Sunday, March 23, 2008
i will never forget
i sit in darkness
for the light i know
to be the Christ
i know this darkness
will be overcome
hope and easter are twin sisters
wandering i remember
from stunning bonnet sundays
to rain and even snow
when i was grateful for my
multi-buttoned acolyte’s cassock
and warmed my hands in paschal light
i browse the astronomical table
keeping my thoughts and feelings
in the empty tomb
looking for the morning light
the table lists the easter dates
1953 i remember that warm day
a new poplin jacket
my mother’s ford convertible
standing on hartford street
knowing not what lies ahead
only one other easter before that
1942 an unremembered age 4
yet i remember my grandmother
telling me of coming easter birthdays
there it is at 77 and also 88 she said
and God-willing, 99
a strange thing these easter tables
to find the sunday after march 21
the full moon on or after the
(it cannot be earlier than march 23
nor later than the 25th of the following month)
those full moons go on and on
and in between
we live and die, put on new jackets
and touch each other’s lives
often casting good friday shadows
but other times we are the Christ-light
that is sure to follow
the full and hopeful moon
the spring equinox.
On this Easter Sunday we celebrate the first birthday of our youngest grandchild, Taylor, who comes visiting us with her parents, Sumi and Scott, from their home in New Jersey.

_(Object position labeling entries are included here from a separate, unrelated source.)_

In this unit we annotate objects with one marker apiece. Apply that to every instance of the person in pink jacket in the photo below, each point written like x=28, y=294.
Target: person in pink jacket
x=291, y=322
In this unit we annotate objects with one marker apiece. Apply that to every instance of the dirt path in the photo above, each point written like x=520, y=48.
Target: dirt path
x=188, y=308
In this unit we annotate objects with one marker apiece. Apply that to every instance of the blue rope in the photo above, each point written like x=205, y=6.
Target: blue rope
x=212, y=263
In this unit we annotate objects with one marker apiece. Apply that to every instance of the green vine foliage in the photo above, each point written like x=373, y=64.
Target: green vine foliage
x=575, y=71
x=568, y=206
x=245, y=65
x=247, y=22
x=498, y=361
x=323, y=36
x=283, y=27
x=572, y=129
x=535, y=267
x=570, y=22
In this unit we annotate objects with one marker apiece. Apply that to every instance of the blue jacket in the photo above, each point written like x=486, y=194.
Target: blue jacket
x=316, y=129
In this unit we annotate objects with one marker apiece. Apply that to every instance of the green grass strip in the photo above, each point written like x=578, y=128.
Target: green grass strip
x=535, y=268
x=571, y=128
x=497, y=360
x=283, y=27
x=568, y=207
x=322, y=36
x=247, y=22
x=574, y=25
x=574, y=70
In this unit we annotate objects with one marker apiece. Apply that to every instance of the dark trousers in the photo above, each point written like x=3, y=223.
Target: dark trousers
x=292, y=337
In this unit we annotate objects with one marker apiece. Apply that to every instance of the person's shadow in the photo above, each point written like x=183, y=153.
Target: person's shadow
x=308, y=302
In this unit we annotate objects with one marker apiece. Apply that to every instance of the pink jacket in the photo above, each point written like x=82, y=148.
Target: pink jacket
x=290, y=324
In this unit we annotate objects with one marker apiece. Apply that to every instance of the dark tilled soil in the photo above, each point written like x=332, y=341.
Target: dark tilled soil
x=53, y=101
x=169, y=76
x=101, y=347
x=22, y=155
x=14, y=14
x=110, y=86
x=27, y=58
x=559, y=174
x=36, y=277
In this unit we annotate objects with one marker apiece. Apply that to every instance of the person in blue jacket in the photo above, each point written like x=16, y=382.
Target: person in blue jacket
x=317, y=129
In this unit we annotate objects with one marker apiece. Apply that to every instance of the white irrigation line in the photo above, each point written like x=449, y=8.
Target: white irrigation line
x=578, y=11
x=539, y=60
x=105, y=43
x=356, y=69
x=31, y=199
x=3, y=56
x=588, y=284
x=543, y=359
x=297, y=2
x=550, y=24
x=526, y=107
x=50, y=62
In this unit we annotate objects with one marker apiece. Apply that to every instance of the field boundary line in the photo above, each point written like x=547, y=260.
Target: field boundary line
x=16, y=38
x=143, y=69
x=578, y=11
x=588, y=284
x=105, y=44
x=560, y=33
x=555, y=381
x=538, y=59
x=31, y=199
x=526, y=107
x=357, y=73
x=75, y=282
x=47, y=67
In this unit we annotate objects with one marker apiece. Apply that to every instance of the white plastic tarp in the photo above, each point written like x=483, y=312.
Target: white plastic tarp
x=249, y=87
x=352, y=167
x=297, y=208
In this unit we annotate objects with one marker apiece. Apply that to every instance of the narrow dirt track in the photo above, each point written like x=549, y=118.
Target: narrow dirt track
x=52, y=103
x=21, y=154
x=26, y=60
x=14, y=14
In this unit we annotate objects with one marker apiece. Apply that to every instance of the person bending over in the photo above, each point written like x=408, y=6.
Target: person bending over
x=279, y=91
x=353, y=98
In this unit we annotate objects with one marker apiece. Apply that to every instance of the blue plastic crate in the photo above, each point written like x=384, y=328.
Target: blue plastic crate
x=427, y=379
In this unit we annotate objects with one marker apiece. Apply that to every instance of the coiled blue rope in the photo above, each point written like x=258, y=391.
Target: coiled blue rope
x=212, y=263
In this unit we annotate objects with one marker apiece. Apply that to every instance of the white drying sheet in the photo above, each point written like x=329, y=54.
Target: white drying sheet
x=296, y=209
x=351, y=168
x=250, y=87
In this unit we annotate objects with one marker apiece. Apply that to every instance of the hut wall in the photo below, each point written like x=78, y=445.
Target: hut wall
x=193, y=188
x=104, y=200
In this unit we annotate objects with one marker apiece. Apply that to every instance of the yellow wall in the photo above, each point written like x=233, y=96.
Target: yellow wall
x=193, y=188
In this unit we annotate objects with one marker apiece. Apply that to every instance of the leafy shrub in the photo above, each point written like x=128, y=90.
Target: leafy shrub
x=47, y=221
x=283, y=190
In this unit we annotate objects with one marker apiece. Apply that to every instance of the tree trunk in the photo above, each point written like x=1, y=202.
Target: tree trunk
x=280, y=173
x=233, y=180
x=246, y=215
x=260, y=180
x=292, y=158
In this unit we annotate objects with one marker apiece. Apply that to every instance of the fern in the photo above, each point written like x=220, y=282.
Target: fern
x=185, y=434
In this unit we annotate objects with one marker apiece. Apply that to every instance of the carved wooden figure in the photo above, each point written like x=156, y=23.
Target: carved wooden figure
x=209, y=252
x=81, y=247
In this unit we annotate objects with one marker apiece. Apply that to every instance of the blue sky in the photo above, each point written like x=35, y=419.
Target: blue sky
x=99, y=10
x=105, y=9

Taylor, may you always be Christ to others; the Christ in whom you were recently baptized and who, on this day, again brings light to a world in darkness.
Saturday, March 22, 2008
by a white shroud
waiting wandering restless tracks
who can imagine
what is to come?
the seasonal explosion
under snowy cover
a patch of lady slippers
as restless as the tracks above
held by frozen blackness
ready to burst forth
a fragrant offering
as wondrous as
Christ from the tomb
Friday, March 21, 2008
Yesterday we finished up our third round of chemotherapy (our second round of the Velcade + dexamethasone). We get a week off, some intensive blood work at the lab, and then we see our oncologist the following week on Wednesday. Sabine is looking forward to a reduced medical schedule for these two weeks and, we hope, a higher energy level.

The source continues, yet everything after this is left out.